Assessment of Hearing Dysfunction in Patients With Graves’ Disease and Thyroid Eye Disease Without or With Teprotumumab

Abstract

Abstract Context Thyroid eye disease (TED) negatively affects quality of life. TED occurs predominantly in Graves’ disease (GD). Teprotumumab improves TED but concern for hearing adverse events (AEs) has emerged. Hearing dysfunction is reported in thyroid autoimmune disease but the background prevalence in GD/TED without teprotumumab remains uncertain. Objective This work aimed to quantify ear-related diagnostic codes/hearing AEs in GD, TED, and patients receiving teprotumumab by examining medical claims and clinical trials. Methods Deidentified claims for ear/labyrinth-related International Classification of Disorders, Tenth Revision codes (KOMODO) were examined in GD patients without TED, and TED patients without/with teprotumumab treatment. Hearing AE incidence/severity was evaluated in teprotumumab clinical trials. Graves’ Ophthalmopathy Quality of Life questionnaire (GO-QOL) scores were compared in teprotumumab TED trial patients without/with hearing AEs. Results GD (469 720), TED (38 566) and teprotumumab-treated (967) patients were identified in the claims database. Ear-related codes (including those not specific for hearing) occurred in 24% GD, 33% TED, and 32% teprotumumab-treated patients. “Sensorineural hearing loss bilateral” was most frequent: 7% (32 961/469 720) GD, 11.1% (4279/38 566) TED, and 10.8% (104/967) teprotumumab patients. Before teprotumumab use, 17.1% (165) patients had ear-related codes, while 10.1% (98) had new ear-related codes post treatment.

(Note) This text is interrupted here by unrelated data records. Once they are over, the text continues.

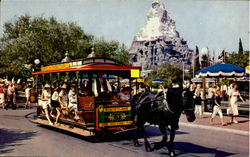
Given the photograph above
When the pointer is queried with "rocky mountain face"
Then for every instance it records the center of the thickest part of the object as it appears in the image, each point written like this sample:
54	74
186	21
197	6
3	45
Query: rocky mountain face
158	42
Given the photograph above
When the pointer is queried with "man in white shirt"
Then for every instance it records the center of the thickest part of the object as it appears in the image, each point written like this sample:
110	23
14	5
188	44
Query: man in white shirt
101	86
73	101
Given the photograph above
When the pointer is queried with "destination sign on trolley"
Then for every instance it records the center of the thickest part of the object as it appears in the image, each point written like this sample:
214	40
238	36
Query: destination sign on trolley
135	73
54	67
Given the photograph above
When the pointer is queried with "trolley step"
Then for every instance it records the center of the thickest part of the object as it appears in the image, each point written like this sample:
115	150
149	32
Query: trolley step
61	126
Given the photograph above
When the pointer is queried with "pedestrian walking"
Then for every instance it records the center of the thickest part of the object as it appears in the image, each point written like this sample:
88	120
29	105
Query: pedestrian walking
2	96
10	96
233	103
198	104
217	108
27	96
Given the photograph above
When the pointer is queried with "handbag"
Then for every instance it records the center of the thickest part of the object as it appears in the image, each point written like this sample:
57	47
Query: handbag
229	110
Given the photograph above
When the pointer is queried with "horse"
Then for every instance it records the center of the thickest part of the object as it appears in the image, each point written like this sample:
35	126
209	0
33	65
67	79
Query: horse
163	110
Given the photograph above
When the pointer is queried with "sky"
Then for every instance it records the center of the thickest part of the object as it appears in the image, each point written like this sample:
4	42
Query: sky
216	24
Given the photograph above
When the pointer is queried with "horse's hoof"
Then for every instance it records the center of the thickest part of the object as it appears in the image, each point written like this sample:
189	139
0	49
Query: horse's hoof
158	146
172	153
136	143
148	148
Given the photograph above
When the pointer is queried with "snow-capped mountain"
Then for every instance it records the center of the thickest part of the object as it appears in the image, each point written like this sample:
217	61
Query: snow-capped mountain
158	42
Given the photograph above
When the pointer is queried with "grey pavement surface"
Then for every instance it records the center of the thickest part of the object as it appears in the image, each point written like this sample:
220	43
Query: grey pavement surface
20	137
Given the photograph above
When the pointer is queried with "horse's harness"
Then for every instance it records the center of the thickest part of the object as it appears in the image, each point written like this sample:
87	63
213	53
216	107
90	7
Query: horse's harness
164	100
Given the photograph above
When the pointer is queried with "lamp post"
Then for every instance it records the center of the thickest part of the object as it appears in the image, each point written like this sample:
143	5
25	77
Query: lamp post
1	18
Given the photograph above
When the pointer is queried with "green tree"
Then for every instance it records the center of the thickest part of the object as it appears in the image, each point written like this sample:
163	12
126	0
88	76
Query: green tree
240	47
241	60
29	38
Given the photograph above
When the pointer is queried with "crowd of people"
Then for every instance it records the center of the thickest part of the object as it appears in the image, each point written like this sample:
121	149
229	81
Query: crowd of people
8	94
214	96
63	98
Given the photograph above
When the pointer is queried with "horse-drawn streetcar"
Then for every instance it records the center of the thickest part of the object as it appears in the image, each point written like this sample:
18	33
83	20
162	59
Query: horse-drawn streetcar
90	98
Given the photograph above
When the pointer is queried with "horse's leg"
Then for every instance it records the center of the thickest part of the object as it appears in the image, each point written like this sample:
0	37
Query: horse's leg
171	142
164	138
147	145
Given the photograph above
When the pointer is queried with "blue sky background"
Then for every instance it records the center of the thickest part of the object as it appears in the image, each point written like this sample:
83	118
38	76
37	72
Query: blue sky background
216	24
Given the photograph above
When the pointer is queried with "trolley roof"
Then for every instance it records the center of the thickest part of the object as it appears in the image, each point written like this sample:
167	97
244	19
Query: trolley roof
86	64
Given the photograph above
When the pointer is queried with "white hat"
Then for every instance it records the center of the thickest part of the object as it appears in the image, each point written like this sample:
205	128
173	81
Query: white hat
47	86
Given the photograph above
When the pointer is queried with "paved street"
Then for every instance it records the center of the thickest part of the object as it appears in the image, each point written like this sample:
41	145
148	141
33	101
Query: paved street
20	137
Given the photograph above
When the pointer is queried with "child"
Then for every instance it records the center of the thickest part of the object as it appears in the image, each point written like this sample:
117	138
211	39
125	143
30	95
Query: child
217	109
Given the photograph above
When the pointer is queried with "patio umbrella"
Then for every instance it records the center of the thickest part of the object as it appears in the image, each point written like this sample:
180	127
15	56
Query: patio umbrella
158	80
221	70
138	80
110	76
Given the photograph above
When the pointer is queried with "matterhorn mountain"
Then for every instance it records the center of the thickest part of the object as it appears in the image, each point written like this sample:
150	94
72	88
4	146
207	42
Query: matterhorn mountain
158	42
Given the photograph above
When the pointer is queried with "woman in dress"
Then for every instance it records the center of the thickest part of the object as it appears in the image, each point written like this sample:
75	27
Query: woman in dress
233	102
46	98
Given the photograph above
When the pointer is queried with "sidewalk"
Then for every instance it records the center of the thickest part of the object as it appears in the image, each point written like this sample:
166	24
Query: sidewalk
204	123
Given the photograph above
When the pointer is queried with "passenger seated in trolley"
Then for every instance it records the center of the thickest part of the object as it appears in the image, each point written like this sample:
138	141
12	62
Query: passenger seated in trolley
46	95
100	86
63	98
55	103
73	101
114	98
125	94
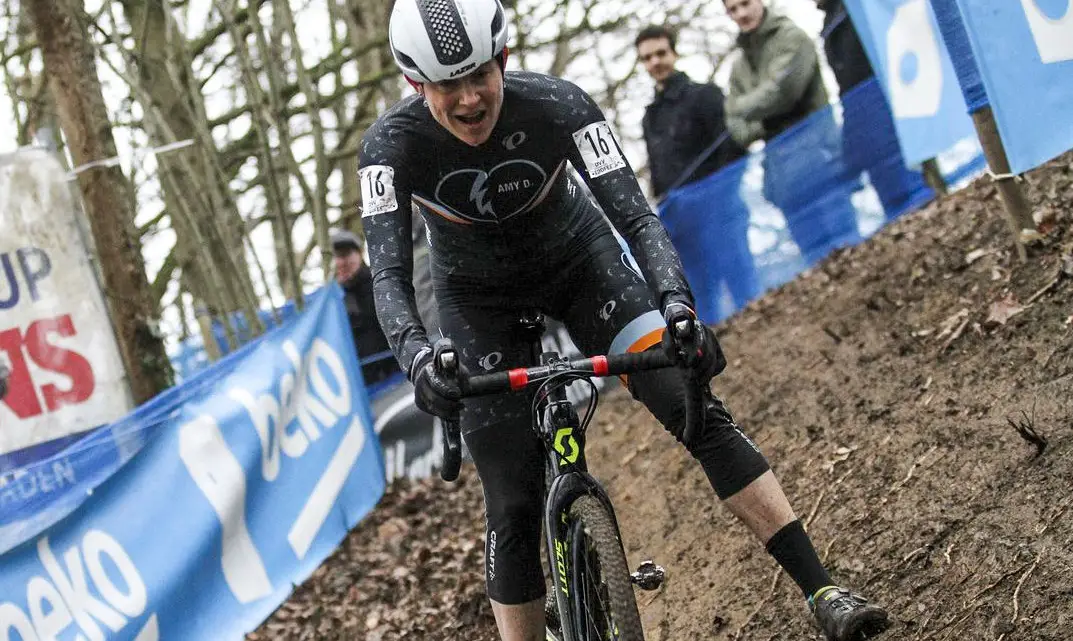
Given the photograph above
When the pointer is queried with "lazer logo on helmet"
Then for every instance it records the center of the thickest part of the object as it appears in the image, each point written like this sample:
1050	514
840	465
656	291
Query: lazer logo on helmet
462	70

Eight teprotumumab oncology trials revealed 8.1% (51/633) had ear/labyrinth disorders with 2.1% (13) considered study-drug-related and 3.8% (24) hearing impairment/tinnitus-related AEs with 1.3% (8) considered study-drug-related. Similar rates occurred in TED trials. GO-QOL improved in teprotumumab-treated patients without/with hearing AEs. Incidence/severity was consistent across patients with chronic and acute TED. Conclusion These analyses indicate similar prevalence of hearing claims in patients with GD/TED alone as following teprotumumab treatment. Future analyses of incremental hearing risk from teprotumumab should use a priori study designs accounting for background hearing dysfunction in patients with GD/TED.